Une efficacité à grande échelle démontrée
La crise nutritionnelle au Niger en 2005, lors de laquelle Médecins Sans Frontières (MSF) a pris en charge plus de 60 000 enfants avec un taux de guérison de plus de 90 % en l’espace de quelques mois grâce à Plumpy’Nut®, a achevé de faire la preuve de l’efficacité des RUTFs à grande échelle. Ceux-ci sont aujourd’hui plébiscités par les principaux acteurs de la lutte contre la malnutrition, massivement utilisés par des agences des Nations unies comme l’UNICEF et le PAM. Plusieurs ONG engagées dans la mise en place du modèle CMAM (MSF, ACF, Save the Children, etc.) et des organisations comme GAIN ou la fondation Bill & Melinda Gates ont lancé des campagnes pour appeler à la mobilisation contre la malnutrition.
Malgré une hausse du nombre d’enfants pris en charge, les progrès demeurent insuffisants : sur les 26 millions d’enfants souffrant de malnutrition aiguë sévère, seuls 10 à 15 % bénéficient d’une prise en charge adéquate.
Accentuer la mobilisation contre la malnutrition
De nombreux obstacles freinent encore l’expansion du modèle. Alors que la Banque mondiale estime à 11,8 milliards de dollars le budget nécessaire, les financements alloués à la nutrition se chiffraient à 350 millions de dollars par an seulement sur la période 2004-2007. Dans certains pays, les protocoles nationaux de prise en charge tardent à intégrer le modèle CMAM. Et la volonté politique de reconnaître le phénomène de la malnutrition et de s’y attaquer fait parfois défaut.
En 2000, les Nations Unies se fixaient huit Objectifs du Millénaire pour le Développement (OMD) avec notamment pour objectif d’ici 2015 de réduire de moitié la proportion de la population souffrant de la faim dans le monde et de deux tiers le taux de mortalité des enfants de moins de 5 ans.

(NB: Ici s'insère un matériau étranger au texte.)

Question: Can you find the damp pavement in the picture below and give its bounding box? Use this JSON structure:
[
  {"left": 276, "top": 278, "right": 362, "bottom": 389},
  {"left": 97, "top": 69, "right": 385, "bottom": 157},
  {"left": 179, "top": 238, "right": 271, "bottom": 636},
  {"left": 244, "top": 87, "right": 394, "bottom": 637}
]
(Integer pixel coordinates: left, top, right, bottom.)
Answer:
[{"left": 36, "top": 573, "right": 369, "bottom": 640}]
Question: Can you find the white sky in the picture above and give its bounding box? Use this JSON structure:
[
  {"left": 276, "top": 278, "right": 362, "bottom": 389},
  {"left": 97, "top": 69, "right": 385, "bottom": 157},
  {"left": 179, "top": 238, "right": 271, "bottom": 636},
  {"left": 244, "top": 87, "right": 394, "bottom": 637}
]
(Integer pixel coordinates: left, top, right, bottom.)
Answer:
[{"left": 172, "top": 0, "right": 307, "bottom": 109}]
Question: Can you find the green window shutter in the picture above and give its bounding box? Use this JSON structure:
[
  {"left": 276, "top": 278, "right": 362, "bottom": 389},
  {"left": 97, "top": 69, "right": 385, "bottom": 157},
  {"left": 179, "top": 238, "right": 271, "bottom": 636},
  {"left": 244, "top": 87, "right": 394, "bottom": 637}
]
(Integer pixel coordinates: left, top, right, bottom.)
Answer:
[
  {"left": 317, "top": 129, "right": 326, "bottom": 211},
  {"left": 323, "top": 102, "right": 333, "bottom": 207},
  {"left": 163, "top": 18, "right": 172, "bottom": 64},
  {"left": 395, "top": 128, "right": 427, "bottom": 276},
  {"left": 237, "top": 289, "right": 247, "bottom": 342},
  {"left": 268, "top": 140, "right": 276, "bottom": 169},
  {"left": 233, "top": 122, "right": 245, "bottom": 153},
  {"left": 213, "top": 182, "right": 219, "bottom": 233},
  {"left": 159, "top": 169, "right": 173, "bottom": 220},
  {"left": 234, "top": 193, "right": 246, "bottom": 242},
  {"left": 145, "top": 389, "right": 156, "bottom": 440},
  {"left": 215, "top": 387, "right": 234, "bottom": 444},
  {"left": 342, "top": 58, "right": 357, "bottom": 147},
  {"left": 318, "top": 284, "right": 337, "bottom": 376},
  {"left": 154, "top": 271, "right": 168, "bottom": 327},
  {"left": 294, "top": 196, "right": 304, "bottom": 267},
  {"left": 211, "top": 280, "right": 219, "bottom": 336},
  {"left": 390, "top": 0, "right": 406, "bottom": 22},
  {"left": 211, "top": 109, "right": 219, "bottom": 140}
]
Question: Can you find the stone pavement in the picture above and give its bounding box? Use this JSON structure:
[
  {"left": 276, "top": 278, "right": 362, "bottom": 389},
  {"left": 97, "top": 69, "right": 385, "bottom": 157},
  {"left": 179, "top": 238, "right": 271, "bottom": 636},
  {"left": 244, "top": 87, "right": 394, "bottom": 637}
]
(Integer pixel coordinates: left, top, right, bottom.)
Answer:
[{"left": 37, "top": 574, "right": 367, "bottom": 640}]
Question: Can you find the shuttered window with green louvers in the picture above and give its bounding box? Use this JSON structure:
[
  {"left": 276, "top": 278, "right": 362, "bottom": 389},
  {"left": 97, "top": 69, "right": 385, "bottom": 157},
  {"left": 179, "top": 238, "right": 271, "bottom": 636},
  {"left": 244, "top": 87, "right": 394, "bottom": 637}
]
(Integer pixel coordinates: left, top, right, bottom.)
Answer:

Alors que l’échéance se rapproche, le bilan d’étape est globalement décevant. Beaucoup restent à faire pour diminuer le nombre d’enfants malnutris sévères : augmenter la prise en charge via des traitements à base de RUTF et la conjuguer avec une prise en charge de la malnutrition aiguë modérée. En matière de prévention, les stratégies d’intervention doivent être menées, notamment en améliorant le statut nutritionnel des femmes enceintes dès le début de la grossesse. Plus que jamais, la mobilisation contre la sous-nutrition doit s’accentuer.
Début 2010, Nutriset et le réseau PlumpyField® (producteurs de Plumpy’Nut® et de RUSF dans les pays en développement) ont officiellement apporté leur soutien au Plan d’action mondial contre la malnutrition (Scaling-up Nutrition : a Global Framework for Action) – fruit d’une collaboration entre agences des Nations Unies, pays en développement, organisations humanitaires et bailleurs de fonds.
Dans son plaidoyer pour le modèle CMAM paru dans The Lancet en 2001, le docteur Steve Collins voyait dans la prise en charge communautaire de la malnutrition le moyen de « créer un continuum entre l’urgence et le développement ». Par la recherche de nouveaux produits permettant de s’attaquer à la malnutrition plus en amont, mais aussi par l’expansion des capacités de production directement dans les pays touchés par la malnutrition afin d’avoir un impact sur le développement économique, Nutriset et PlumpyField® contribuent à faire de l’autonomie nutritionnelle une réalité.